The optional four-seat executive cabin configuration is the real flex: it ditches the standard rear bench for a reclined right-side seat with an ottoman, transforming the back into a first-class cabin. If you’re paying $270,000-plus for this thing, you’re probably being driven, not driving—and Mercedes understands that better than almost anyone else in this space.
Performance That Shouldn’t Exist
A 5,300-pound sedan shouldn’t hit 60 mph in 3.7 seconds. But the S680 does exactly that, putting it in striking distance of Bentley’s hybrid Flying Spur, which manages the same feat with 771 horsepower across a hybrid system. The real-world takeaway: at this money and at these speeds, the difference between 3.7 and 4.0 seconds is theater. You’ll never need this performance. You’ll just know it’s there.
Fuel economy, predictably, is brutal. The S580 nets an estimated 16 city, 25 highway, 19 combined. The S680 drops to 12 city, 20 highway, 14 combined. According to EPA estimates, you’re looking at roughly the same thirst as a 1990s Hummer H1. That’s not a feature; that’s a tax on excess.
The Real Competitors
Mercedes positioned this thing against the Rolls-Royce Ghost and Bentley Flying Spur, and there’s an argument to be made that it undercuts both on price while delivering more technology and genuine driving refinement. But here’s the rub: those other two have something the Maybach doesn’t—they have presence. A Ghost rolls up and the room stops. A Flying Spur has swagger. The S-Class, even a Maybach-badged one, looks like a really expensive Mercedes. For some buyers, that’s the point. For others, it’s the fatal flaw.

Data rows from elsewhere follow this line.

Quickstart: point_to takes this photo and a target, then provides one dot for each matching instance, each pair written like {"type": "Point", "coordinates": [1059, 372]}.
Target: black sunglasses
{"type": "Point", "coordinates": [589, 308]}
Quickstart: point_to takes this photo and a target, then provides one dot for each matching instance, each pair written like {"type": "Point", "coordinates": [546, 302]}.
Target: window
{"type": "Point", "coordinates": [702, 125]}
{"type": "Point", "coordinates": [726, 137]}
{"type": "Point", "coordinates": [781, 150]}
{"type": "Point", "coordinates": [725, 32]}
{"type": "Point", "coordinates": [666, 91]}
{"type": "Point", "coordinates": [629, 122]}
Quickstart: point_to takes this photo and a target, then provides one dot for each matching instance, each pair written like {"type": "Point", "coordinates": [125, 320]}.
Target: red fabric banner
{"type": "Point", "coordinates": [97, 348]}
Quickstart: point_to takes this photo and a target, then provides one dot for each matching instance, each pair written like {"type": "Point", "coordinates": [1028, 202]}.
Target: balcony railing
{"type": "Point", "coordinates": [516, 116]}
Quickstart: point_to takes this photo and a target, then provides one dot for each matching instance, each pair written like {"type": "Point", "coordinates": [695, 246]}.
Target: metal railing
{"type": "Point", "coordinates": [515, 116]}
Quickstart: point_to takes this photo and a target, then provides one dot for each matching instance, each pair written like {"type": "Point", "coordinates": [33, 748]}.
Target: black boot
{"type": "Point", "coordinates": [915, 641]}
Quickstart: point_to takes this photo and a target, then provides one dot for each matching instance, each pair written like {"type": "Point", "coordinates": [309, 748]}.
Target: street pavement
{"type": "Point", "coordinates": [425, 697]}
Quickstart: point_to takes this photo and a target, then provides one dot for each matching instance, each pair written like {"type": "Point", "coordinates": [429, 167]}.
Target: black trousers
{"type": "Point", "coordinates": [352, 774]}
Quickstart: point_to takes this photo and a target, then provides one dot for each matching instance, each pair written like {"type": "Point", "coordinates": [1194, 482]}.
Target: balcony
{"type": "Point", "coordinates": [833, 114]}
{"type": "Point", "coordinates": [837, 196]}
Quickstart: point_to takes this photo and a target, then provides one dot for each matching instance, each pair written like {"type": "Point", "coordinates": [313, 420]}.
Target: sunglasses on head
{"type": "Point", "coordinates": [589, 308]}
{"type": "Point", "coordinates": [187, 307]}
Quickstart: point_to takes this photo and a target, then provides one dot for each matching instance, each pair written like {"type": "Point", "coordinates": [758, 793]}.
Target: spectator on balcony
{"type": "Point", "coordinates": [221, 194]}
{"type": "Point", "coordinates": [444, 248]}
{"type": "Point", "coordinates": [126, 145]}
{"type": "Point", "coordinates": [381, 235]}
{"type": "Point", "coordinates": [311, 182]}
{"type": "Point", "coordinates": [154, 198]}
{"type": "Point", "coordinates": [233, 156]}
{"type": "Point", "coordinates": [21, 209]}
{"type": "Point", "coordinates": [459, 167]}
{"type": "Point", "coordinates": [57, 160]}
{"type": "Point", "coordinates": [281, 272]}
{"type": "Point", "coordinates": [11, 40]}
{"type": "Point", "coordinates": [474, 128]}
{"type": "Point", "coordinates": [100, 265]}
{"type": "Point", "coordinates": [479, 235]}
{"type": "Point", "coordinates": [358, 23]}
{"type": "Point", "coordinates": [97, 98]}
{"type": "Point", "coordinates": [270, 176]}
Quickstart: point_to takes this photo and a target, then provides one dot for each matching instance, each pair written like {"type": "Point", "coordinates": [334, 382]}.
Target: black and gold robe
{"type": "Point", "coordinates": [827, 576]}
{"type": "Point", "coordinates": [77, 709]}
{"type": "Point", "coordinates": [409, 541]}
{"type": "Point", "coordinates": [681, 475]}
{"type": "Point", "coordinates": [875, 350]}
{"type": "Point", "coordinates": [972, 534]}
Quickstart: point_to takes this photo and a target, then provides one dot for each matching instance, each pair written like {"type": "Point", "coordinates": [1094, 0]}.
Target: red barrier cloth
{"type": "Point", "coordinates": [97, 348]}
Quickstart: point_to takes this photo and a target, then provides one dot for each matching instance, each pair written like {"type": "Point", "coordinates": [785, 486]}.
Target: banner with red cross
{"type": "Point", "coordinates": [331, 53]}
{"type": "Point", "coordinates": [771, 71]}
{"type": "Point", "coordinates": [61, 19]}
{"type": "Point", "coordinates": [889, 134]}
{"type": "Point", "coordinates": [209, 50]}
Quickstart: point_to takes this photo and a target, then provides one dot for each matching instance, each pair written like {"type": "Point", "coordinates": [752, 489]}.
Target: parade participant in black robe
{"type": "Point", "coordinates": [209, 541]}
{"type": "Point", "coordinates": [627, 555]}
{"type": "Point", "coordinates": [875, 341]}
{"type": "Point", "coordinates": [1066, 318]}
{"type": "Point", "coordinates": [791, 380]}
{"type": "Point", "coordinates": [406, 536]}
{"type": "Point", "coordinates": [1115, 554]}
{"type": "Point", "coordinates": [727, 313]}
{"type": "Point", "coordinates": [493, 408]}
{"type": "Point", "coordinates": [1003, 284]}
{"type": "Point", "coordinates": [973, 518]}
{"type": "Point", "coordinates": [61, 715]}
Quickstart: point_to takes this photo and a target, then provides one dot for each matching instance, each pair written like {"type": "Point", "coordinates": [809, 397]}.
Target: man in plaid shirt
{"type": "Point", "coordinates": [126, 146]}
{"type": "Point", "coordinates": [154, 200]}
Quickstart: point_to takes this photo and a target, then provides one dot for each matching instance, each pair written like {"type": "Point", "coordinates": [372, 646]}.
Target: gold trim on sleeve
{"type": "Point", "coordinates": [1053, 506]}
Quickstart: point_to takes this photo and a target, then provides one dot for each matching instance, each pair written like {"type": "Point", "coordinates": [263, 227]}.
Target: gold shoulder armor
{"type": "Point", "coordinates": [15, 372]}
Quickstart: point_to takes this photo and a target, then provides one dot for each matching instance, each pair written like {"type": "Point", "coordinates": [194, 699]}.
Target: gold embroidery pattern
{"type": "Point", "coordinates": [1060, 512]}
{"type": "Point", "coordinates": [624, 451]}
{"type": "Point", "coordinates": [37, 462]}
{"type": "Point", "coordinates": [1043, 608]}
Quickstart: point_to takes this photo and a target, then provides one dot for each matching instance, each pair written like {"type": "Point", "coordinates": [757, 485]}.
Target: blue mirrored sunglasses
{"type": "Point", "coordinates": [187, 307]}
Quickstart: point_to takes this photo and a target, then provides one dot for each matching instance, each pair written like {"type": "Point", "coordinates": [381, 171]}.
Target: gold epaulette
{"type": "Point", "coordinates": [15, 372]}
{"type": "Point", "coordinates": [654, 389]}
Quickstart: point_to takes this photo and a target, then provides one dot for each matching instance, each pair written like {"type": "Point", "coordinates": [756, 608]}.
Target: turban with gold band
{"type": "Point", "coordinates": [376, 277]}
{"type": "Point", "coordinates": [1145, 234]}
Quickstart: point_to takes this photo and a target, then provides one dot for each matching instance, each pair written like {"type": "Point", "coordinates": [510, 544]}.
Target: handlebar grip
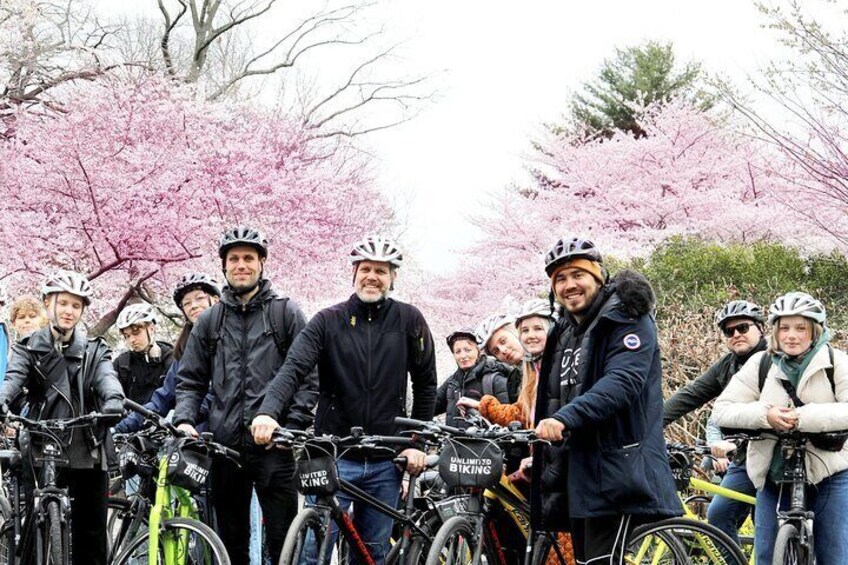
{"type": "Point", "coordinates": [136, 407]}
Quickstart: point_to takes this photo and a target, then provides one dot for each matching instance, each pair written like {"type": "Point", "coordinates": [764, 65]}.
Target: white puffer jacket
{"type": "Point", "coordinates": [742, 405]}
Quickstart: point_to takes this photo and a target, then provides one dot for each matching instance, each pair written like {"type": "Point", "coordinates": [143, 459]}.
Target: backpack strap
{"type": "Point", "coordinates": [765, 365]}
{"type": "Point", "coordinates": [277, 319]}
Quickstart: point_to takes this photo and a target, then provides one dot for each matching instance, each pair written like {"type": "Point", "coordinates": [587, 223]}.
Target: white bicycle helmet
{"type": "Point", "coordinates": [487, 328]}
{"type": "Point", "coordinates": [739, 309]}
{"type": "Point", "coordinates": [797, 304]}
{"type": "Point", "coordinates": [135, 315]}
{"type": "Point", "coordinates": [67, 281]}
{"type": "Point", "coordinates": [375, 248]}
{"type": "Point", "coordinates": [535, 307]}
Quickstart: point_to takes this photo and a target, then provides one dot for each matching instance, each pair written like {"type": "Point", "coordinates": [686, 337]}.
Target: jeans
{"type": "Point", "coordinates": [727, 514]}
{"type": "Point", "coordinates": [829, 501]}
{"type": "Point", "coordinates": [381, 479]}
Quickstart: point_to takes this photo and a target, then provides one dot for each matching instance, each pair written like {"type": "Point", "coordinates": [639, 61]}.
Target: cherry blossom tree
{"type": "Point", "coordinates": [691, 174]}
{"type": "Point", "coordinates": [133, 183]}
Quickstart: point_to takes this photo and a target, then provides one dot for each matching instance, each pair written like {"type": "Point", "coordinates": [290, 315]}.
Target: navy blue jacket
{"type": "Point", "coordinates": [616, 460]}
{"type": "Point", "coordinates": [163, 400]}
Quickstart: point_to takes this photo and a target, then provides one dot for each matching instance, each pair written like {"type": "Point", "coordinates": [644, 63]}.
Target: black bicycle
{"type": "Point", "coordinates": [49, 514]}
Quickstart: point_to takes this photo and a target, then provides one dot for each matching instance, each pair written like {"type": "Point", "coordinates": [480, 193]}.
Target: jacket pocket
{"type": "Point", "coordinates": [624, 476]}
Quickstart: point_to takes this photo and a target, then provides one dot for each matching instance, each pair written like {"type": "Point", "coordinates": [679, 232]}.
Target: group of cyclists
{"type": "Point", "coordinates": [582, 368]}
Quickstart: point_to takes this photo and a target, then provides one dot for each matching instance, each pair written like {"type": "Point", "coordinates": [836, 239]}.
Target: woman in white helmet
{"type": "Point", "coordinates": [142, 368]}
{"type": "Point", "coordinates": [803, 387]}
{"type": "Point", "coordinates": [66, 375]}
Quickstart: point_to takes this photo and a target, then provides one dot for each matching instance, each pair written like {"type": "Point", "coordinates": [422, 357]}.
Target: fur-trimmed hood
{"type": "Point", "coordinates": [634, 291]}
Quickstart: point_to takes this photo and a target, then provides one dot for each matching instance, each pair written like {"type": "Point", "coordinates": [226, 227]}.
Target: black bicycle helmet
{"type": "Point", "coordinates": [243, 235]}
{"type": "Point", "coordinates": [739, 309]}
{"type": "Point", "coordinates": [567, 249]}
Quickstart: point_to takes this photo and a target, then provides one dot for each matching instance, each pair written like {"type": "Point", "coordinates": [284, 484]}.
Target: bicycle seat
{"type": "Point", "coordinates": [10, 458]}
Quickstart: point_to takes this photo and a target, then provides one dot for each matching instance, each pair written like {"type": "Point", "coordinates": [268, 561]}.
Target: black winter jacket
{"type": "Point", "coordinates": [363, 352]}
{"type": "Point", "coordinates": [470, 383]}
{"type": "Point", "coordinates": [615, 461]}
{"type": "Point", "coordinates": [141, 376]}
{"type": "Point", "coordinates": [246, 358]}
{"type": "Point", "coordinates": [37, 365]}
{"type": "Point", "coordinates": [707, 387]}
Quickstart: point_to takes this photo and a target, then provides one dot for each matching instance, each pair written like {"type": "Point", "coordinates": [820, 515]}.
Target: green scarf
{"type": "Point", "coordinates": [793, 368]}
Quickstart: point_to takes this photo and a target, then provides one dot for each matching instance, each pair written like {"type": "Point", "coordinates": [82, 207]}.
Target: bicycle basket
{"type": "Point", "coordinates": [187, 468]}
{"type": "Point", "coordinates": [316, 472]}
{"type": "Point", "coordinates": [470, 463]}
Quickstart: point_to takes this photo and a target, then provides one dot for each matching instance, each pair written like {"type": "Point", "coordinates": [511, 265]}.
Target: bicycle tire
{"type": "Point", "coordinates": [454, 543]}
{"type": "Point", "coordinates": [307, 520]}
{"type": "Point", "coordinates": [542, 548]}
{"type": "Point", "coordinates": [7, 532]}
{"type": "Point", "coordinates": [788, 548]}
{"type": "Point", "coordinates": [212, 552]}
{"type": "Point", "coordinates": [701, 542]}
{"type": "Point", "coordinates": [53, 548]}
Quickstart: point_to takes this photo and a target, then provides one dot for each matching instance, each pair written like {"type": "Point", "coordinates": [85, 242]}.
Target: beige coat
{"type": "Point", "coordinates": [742, 405]}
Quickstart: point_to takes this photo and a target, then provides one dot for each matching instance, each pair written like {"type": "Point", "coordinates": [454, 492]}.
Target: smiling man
{"type": "Point", "coordinates": [366, 349]}
{"type": "Point", "coordinates": [600, 383]}
{"type": "Point", "coordinates": [234, 350]}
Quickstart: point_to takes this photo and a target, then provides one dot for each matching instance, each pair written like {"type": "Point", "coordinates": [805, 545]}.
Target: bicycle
{"type": "Point", "coordinates": [318, 479]}
{"type": "Point", "coordinates": [175, 535]}
{"type": "Point", "coordinates": [681, 467]}
{"type": "Point", "coordinates": [50, 511]}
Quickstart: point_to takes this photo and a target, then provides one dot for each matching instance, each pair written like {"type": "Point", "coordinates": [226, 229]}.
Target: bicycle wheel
{"type": "Point", "coordinates": [307, 524]}
{"type": "Point", "coordinates": [7, 532]}
{"type": "Point", "coordinates": [547, 547]}
{"type": "Point", "coordinates": [699, 542]}
{"type": "Point", "coordinates": [181, 540]}
{"type": "Point", "coordinates": [52, 535]}
{"type": "Point", "coordinates": [789, 548]}
{"type": "Point", "coordinates": [454, 543]}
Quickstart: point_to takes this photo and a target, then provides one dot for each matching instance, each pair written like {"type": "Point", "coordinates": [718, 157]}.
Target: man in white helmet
{"type": "Point", "coordinates": [366, 349]}
{"type": "Point", "coordinates": [142, 368]}
{"type": "Point", "coordinates": [67, 375]}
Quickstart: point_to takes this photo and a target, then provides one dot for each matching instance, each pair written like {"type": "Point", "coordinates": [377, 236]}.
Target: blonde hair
{"type": "Point", "coordinates": [529, 382]}
{"type": "Point", "coordinates": [774, 346]}
{"type": "Point", "coordinates": [27, 303]}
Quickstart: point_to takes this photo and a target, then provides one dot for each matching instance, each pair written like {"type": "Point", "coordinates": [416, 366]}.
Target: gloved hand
{"type": "Point", "coordinates": [113, 406]}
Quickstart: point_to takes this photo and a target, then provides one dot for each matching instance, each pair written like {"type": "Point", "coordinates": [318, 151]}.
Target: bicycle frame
{"type": "Point", "coordinates": [163, 509]}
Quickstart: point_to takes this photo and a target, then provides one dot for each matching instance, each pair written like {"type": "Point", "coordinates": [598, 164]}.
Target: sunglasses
{"type": "Point", "coordinates": [741, 328]}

Standard features across the lineup are genuinely exhaustive: 64-color ambient lighting, heated and ventilated seats with massage, ionizing air system with signature fragrance (yes, really), and a panoramic sunroof. The 30-speaker Burmester audio system is standard; there’s an optional 39-speaker setup if 30 speakers feel too pedestrian. The warranty covers four years or 50,000 miles on both the limited and powertrain side, and it’s actually better than what Bentley offers, though it doesn’t include complimentary maintenance.
The Verdict
The 2027 Mercedes-Maybach S-Class is a masterclass in doing what you’re best at while slowly losing sight of what makes you special. It’s more powerful, more connected, and more equipped than ever. The ride quality remains second-to-none. The rear cabin is genuinely luxurious in ways that matter. But it’s also busier, more tech-forward, and visually muddier than the restrained elegance that built this brand’s reputation.
If you want a silent, supremely comfortable executive transport that makes understated power statements, this is your car. If you want a Maybach that feels like a Maybach and not an S-Class on stilts, you’re about five years too late.
- 2027 model gets 20% larger grille, new MBUX Superscreen, and 530-hp standard V-8 (up 34 hp); optional V-12 stays at 621 hp.
- S580 starts at $220,000; S680 at $270,000—undercutting Bentley Flying Spur and Rolls-Royce Ghost on price.
- S680 hits 60 in 3.7 seconds but returns just 14 mpg combined; whisper-quiet cabin and optional reclining rear seats are the real luxury.